When Data Becomes Metadata
Not long ago, a friend of mine who is a partner at a large accounting firm shared this story with me. He had asked someone to prepare an archive of all of the important documents produced this past year. After three weeks of work, this person proudly showed his boss (my friend) a shelf containing 11 binders with all of the documents neatly printed. My friend opened one of the binders and quickly realized there was no order to these documents, not even by date or client.
"But how can I find all of the documents for Customer XYZ that I wrote in June?" my friend asked. Complete, painful silence was the only response.
Although this story was a source of frustration for my friend, it was fascinating to me. This was a perfect example of what is now happening all around us: data is becoming metadata. Data values like Customer XYZ are expected to become metadata tags to help with search and retrieval of other data such as documents, Web pages and images.

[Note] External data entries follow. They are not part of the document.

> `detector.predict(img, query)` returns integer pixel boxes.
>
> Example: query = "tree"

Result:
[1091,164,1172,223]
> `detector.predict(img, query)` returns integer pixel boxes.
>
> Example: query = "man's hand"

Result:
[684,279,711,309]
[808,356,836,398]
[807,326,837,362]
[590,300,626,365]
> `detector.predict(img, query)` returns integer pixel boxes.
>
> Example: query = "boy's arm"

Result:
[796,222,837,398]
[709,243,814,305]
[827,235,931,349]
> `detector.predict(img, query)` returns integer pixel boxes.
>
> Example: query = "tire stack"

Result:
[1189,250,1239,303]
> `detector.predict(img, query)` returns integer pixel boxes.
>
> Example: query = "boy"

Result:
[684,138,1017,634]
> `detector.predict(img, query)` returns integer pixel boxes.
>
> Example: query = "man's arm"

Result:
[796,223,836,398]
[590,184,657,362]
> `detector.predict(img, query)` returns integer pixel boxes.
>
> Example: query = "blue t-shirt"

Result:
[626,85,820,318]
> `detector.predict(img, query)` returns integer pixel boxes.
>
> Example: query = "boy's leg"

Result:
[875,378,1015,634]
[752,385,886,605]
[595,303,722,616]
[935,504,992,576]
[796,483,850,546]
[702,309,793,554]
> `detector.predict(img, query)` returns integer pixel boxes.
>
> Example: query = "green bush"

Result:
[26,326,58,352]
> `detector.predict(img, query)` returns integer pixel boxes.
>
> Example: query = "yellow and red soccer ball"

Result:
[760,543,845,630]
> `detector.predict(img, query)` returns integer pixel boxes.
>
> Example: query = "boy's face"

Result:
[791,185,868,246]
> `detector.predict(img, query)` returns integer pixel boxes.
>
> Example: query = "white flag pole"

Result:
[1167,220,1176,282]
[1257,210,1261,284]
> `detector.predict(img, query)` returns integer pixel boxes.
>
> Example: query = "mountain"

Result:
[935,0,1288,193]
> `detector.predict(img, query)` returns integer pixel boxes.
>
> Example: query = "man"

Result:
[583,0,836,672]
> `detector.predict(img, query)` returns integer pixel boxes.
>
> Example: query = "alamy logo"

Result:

Search engines spoil us, and we expect everything around us to be neatly organized and at our fingertips after typing in a keyword or two. We type in data that we expect to behave as metadata by describing some other data. (Remember that "data about data" definition we like to give for the term metadata?) Data becoming metadata leads to more sophisticated requirements we need to address. What challenges does data becoming metadata raise for us data folks?
Searching for Answers
Several challenges with data becoming metadata directly influence our data management world.
More emphasis on usage. We will need to not only understand how the business works, but also have a keen focus on usage. Our users will be providing us with data requirements that have search engine-like characteristics. Phrases such as "I need Googling within the Invoices subject area" will be commonplace. Bob Mosscrop III, project manager of enterprise metadata management, describes this as "document management meets dimensional model." Both Barry Williams, principal consultant, and Norman Daoust, business analysis consultant and trainer, emphasize this increased responsibility for understanding how the data will be used. Norman says, "While this has always been a part of our role, it's become even more so as the expectations of our users have been raised by the ubiquitousness of Google searches."
More tech savvy. Data managers will be relied upon as experts in search engine technology. We will be asked how search engines work and will be held accountable for analyzing and modeling Web 2.0 components such as tags and ontologies. Users will expect similar results and response times as their search engines for all of their reports and queries. Therefore, there will be an increased focus for us on the physical data model to ensure rapid query response time to match search engine response time.
More comfortable with classifying. Metadata Specialist Bob Schork says classifying data into organized piles retrievable with metadata tags is going to play a larger role in our analysis and modeling. "As systems grow and integration challenges persist and get more complicated, classification of data will play a more prominent role. Those analysts that know how to classify data will be the successful ones." Data Modeler Georgia Prothero adds, "As data becomes metadata, I find I am increasingly implementing models that contain generic 'tag value pair' structures. I do this so that classification is handled consistently by applications and can be changed without impacting application code."
More data quality checks. There will be an increased emphasis on data quality, especially that subset of data that plays the role of metadata in the form of search tags. Data Architect John Nixon and BI Architect Michael Smith both highlight the integration of structured and unstructured as a huge challenge. Mark says, "One challenge might be how to unite our metadata and data into a single, managed analysis environment." Michael says, "The biggest challenge data folks have is influencing the workflow such that data is enriched with metadata tags as part of the workflow itself. Otherwise, it never gets tagged. Yes, Google-like technology can solve some of this after the fact, but where most of the detailed engineering occurs at a detail level." Data Management Lead Kevin Heinsey suggests a large challenge we will face is assigning stewardship to many of these new metadata structures such as tags and ontologies with the goal of having higher metadata quality.